The Mother hurriedly turned off the radio.
“What was that all about mom?” asked the child.
“Nothing sweetheart,” she said with false conviction before turning to her husband. “I think the picnic is over.”
“Don’t worry baby,” the Father reassured her. “There’s nothing to worry about. It’s our last picnic of the year, we’ll probably have snow by next week. Might as well enjoy it.”
“Roxborough is awfully close James. It’s right there on the other side of the river.”
“What are the odds we meet this patient, really? They said it anyway, she’s probably not dangerous.”
“Probably. That’s the keyword.”
I backed away. The lily was right. I wasn’t welcome here. Just as I was about to head back into the woods, I saw something falling by my shoulder. It was a flame, a flame falling from a tree. I yelled and dashed out of the way, for I feared it would burn me. The family noticed my presence and feared something else entirely as they jumped to their feet and recoiled.
“I’m sorry, I didn’t mean to startle you, I swear!”
It was too late. The Mother was already reaching for her phone, ready to call 911.
The daughter had taken the phone from her Mother’s hand.
“Jane, what are you doing?” she asked, scandalized. “Give me back that phone right now.”
“She’s not dangerous.”
The little girl turned the radio set back on and ran for me under her parents horrified stares. She took my hands and jumped up and down.
“Do you want to dance with me?” she asked with wide eyes.

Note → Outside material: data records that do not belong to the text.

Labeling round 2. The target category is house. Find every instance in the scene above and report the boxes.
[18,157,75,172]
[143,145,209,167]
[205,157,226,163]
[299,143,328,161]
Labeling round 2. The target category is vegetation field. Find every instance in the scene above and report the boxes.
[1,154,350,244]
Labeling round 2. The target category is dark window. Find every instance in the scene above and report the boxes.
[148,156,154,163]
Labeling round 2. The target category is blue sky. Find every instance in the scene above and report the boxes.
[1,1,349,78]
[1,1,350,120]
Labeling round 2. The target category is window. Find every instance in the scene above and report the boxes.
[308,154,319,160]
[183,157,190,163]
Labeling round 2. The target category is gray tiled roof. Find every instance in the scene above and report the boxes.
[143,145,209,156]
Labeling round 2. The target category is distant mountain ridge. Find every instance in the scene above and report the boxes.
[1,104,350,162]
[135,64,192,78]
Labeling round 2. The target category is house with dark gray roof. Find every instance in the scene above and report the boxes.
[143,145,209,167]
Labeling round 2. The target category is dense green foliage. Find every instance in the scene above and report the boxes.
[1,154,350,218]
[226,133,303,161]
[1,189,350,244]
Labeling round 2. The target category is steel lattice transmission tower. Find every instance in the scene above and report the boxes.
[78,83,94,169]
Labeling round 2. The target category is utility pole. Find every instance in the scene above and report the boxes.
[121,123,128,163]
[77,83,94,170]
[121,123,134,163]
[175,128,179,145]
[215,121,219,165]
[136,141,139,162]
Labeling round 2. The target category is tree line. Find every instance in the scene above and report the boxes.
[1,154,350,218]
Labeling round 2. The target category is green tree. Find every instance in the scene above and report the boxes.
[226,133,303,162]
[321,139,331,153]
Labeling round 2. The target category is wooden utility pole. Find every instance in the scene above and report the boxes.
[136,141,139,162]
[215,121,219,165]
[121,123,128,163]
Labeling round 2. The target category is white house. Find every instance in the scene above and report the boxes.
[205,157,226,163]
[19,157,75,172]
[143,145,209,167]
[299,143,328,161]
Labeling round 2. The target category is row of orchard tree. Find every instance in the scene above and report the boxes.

I hesitated. The couple was clearly mortified. The sensible reaction would have been to run away while I could. I looked at the flowers by the edge of the woods again. The lily was silent, but the daisy rose and whispered.
“It’s your chance. Seize it. It’s inside of you, waiting to break free.”
Her words were enough. I danced with Jane, left and right, up and down. The parents’ concerns quickly faded. Perhaps this was what normality felt like. The flames still danced along the branches, except this time, I wasn’t dancing with them alone. We danced in tandem, as if both of us could see the glittering confetti swirling in circles at a dizzying speed all around.
By the time I stepped into the family’s car that afternoon, the flames were no more. I slept by Jane’s side on the way home. For the first time in four years, I had both freedom and family; a family I could trust. I accepted the Others, and the Others accepted me.